We may all be puzzled at the lack of toilet paper on the shelves and wonder why anyone would want to stockpile that, to hoard more than they can use. Yet we live in a system in which people do that with another kind of paper – money – all the time. They hoard more than they could possibly spend in a lifetime of reckless spending, and we call that success. We call that “winning.” It’s not, this parade reminds us. The parade Jesus leads teaches the Kin-dom of God, where the sick are healed, the prisoners are released, the oppressed are set free, and where everyone has enough. Which parade are we following?
This is a very strange time we’re living in. It is changing many, many things, and has the chance to dramatically impact how we think about the systems we’ve created, for the illusion that we are somehow independent, that we can just take care of only ourselves, that what I do only impacts me – those values are being exposed. We are all interconnected, and the more we accept that the more it compels us to reshape our systems, to think about our economies, our justice, our directives to war and violence and division.
Like those at the side of the road during Jesus’ procession, we may want to just shout “save us!” and look to the skies for the heroic savior. But he has already come, my friends, and he has told us what to do. We are to love our neighbors as ourselves, which starts with loving ourselves and then continues by recognizing that everyone is our neighbor and we should want for them what we want for ourselves – in other words, the right to have enough for their needs – not the needs I imagine for them, but their needs.
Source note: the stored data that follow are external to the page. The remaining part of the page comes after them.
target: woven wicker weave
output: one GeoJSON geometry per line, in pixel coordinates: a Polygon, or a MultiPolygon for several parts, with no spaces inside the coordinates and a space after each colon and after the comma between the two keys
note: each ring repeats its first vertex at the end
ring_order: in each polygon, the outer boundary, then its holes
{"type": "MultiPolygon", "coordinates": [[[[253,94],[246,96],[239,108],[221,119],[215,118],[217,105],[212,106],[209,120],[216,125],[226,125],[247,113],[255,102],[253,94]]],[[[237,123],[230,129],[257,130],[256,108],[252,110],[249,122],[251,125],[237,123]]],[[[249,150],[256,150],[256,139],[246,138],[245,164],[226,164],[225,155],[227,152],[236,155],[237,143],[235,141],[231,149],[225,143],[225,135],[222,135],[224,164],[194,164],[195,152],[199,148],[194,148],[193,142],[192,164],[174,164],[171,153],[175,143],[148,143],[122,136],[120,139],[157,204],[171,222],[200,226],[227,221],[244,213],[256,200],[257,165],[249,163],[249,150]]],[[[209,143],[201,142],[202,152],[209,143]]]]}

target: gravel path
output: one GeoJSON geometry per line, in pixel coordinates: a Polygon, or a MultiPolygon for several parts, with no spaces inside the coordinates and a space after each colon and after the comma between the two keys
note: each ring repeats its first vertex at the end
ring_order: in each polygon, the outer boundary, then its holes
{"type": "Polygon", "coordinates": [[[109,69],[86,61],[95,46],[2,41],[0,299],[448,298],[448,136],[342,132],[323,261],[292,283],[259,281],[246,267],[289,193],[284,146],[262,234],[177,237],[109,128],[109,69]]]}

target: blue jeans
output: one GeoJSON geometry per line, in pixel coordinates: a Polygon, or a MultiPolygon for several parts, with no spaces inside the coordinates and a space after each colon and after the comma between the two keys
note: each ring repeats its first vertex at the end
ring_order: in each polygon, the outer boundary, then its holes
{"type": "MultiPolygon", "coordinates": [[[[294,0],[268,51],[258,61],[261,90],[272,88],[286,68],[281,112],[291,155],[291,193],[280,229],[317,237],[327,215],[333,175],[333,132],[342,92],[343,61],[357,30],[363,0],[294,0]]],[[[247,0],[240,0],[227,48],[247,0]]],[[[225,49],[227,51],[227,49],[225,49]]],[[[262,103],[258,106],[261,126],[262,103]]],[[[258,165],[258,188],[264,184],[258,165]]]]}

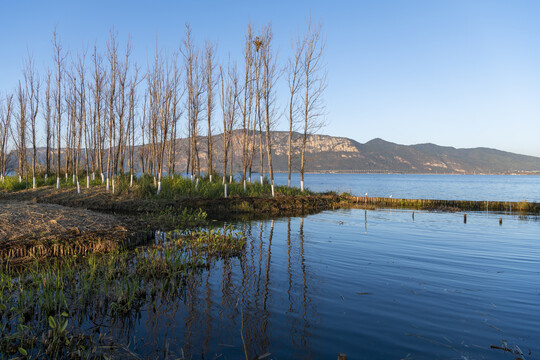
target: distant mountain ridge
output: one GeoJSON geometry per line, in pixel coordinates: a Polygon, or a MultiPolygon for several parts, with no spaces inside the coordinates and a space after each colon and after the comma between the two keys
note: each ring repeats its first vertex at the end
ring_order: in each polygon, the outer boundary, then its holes
{"type": "MultiPolygon", "coordinates": [[[[288,132],[273,131],[272,160],[276,172],[287,171],[288,132]]],[[[263,141],[264,141],[263,133],[263,141]]],[[[293,133],[293,171],[300,169],[301,134],[293,133]]],[[[205,137],[199,138],[201,168],[206,169],[205,137]]],[[[187,139],[177,140],[177,169],[187,164],[187,139]]],[[[233,135],[234,169],[242,166],[241,132],[233,135]]],[[[258,146],[257,146],[258,147],[258,146]]],[[[214,164],[222,168],[222,136],[214,137],[214,164]]],[[[266,153],[265,153],[266,158],[266,153]]],[[[489,148],[456,149],[435,144],[400,145],[383,139],[365,144],[345,137],[310,135],[306,146],[306,172],[411,173],[411,174],[540,174],[540,158],[489,148]]],[[[253,170],[259,168],[259,155],[253,170]]],[[[266,165],[265,165],[266,166],[266,165]]],[[[266,169],[265,169],[266,171],[266,169]]]]}
{"type": "MultiPolygon", "coordinates": [[[[258,133],[256,137],[259,138],[258,133]]],[[[263,133],[263,142],[265,134],[263,133]]],[[[274,171],[287,171],[288,137],[286,131],[272,131],[272,160],[274,171]]],[[[293,133],[293,172],[300,169],[301,134],[293,133]]],[[[214,168],[223,168],[223,136],[213,136],[214,168]]],[[[242,167],[242,132],[233,132],[233,168],[242,167]]],[[[188,139],[176,140],[176,171],[185,171],[187,166],[188,139]]],[[[258,143],[253,157],[253,172],[259,171],[258,143]]],[[[135,149],[137,168],[140,158],[138,146],[135,149]]],[[[201,171],[206,170],[207,139],[198,138],[201,171]]],[[[264,172],[266,149],[264,151],[264,172]]],[[[84,158],[84,152],[82,151],[84,158]]],[[[45,150],[39,149],[39,162],[44,163],[45,150]]],[[[13,158],[14,160],[14,158],[13,158]]],[[[127,164],[127,161],[125,162],[127,164]]],[[[140,169],[140,168],[139,168],[140,169]]],[[[310,135],[306,146],[306,172],[343,173],[408,173],[408,174],[538,174],[540,158],[519,155],[490,148],[457,149],[435,144],[400,145],[383,139],[373,139],[365,144],[345,137],[310,135]]]]}

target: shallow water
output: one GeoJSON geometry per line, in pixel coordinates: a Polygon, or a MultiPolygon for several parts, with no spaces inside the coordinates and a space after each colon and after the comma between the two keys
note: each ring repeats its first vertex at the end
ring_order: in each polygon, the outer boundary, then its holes
{"type": "Polygon", "coordinates": [[[490,349],[503,341],[540,356],[537,218],[340,210],[238,227],[241,259],[115,335],[149,357],[514,359],[490,349]]]}
{"type": "MultiPolygon", "coordinates": [[[[274,176],[276,184],[287,185],[287,174],[274,176]]],[[[291,182],[300,187],[300,174],[291,182]]],[[[355,196],[540,202],[540,176],[534,175],[306,174],[305,186],[355,196]]]]}

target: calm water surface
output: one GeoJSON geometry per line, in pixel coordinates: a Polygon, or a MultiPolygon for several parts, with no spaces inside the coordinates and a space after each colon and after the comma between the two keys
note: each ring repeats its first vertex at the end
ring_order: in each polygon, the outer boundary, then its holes
{"type": "Polygon", "coordinates": [[[116,336],[143,356],[540,358],[540,221],[343,210],[239,224],[242,258],[189,279],[116,336]],[[530,353],[530,355],[529,355],[530,353]]]}
{"type": "MultiPolygon", "coordinates": [[[[276,184],[286,185],[287,176],[275,174],[276,184]]],[[[300,187],[300,174],[293,174],[292,184],[300,187]]],[[[540,202],[540,176],[534,175],[306,174],[305,185],[356,196],[540,202]]]]}

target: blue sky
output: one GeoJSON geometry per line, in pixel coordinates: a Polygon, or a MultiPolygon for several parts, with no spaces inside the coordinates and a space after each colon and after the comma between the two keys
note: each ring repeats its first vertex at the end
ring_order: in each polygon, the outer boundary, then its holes
{"type": "Polygon", "coordinates": [[[248,22],[272,22],[284,64],[310,15],[327,42],[321,132],[540,156],[537,1],[3,1],[0,93],[15,89],[28,52],[44,73],[55,26],[72,52],[104,49],[114,27],[145,67],[156,39],[178,48],[186,22],[223,61],[240,58],[248,22]]]}

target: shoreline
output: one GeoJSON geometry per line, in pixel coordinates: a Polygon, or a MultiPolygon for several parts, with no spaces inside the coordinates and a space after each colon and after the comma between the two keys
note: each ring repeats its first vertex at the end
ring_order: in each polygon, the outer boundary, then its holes
{"type": "MultiPolygon", "coordinates": [[[[336,209],[540,214],[540,203],[527,201],[399,199],[335,193],[138,198],[130,194],[111,194],[106,192],[105,186],[84,189],[81,194],[74,188],[57,190],[51,186],[2,192],[0,206],[4,209],[0,215],[7,234],[0,241],[0,261],[11,262],[131,248],[147,243],[155,231],[193,226],[190,219],[201,212],[209,221],[222,222],[298,217],[336,209]]],[[[209,221],[195,225],[208,226],[209,221]]]]}

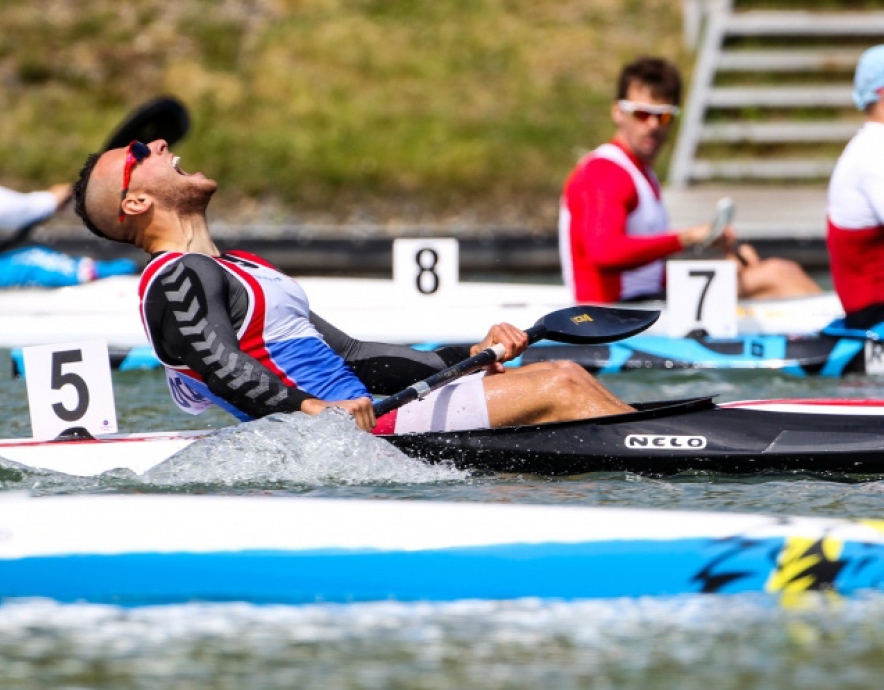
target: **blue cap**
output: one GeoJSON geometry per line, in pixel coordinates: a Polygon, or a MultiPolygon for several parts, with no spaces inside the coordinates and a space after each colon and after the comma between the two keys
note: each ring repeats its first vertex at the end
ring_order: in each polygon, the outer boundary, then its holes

This is the beginning of our Holy Week journey and what we’ll see as we travel this road to freedom again is that it is costly. It means sacrifice and maybe even some danger. Power resists liberation, and those who benefit from that system resist it’s change. Sometimes we who can see the injustice and still benefit from that system resist it, too, because it means giving up privilege we might have, or dealing with change.
And change, as we all know FAR too well right now, is hard.
Yet the road is here, in front of us, a road that asks us to consider our values, especially in a time of crisis, and to reach for the Kin-dom, that is right here among us…if we will have the wisdom, and the courage, to see it. Which parade will we follow, Palm Sunday asks us? And Jesus, even 2000 years later is still asking – who wants to travel the road with me?
May God’s Peace be with us all. Amen.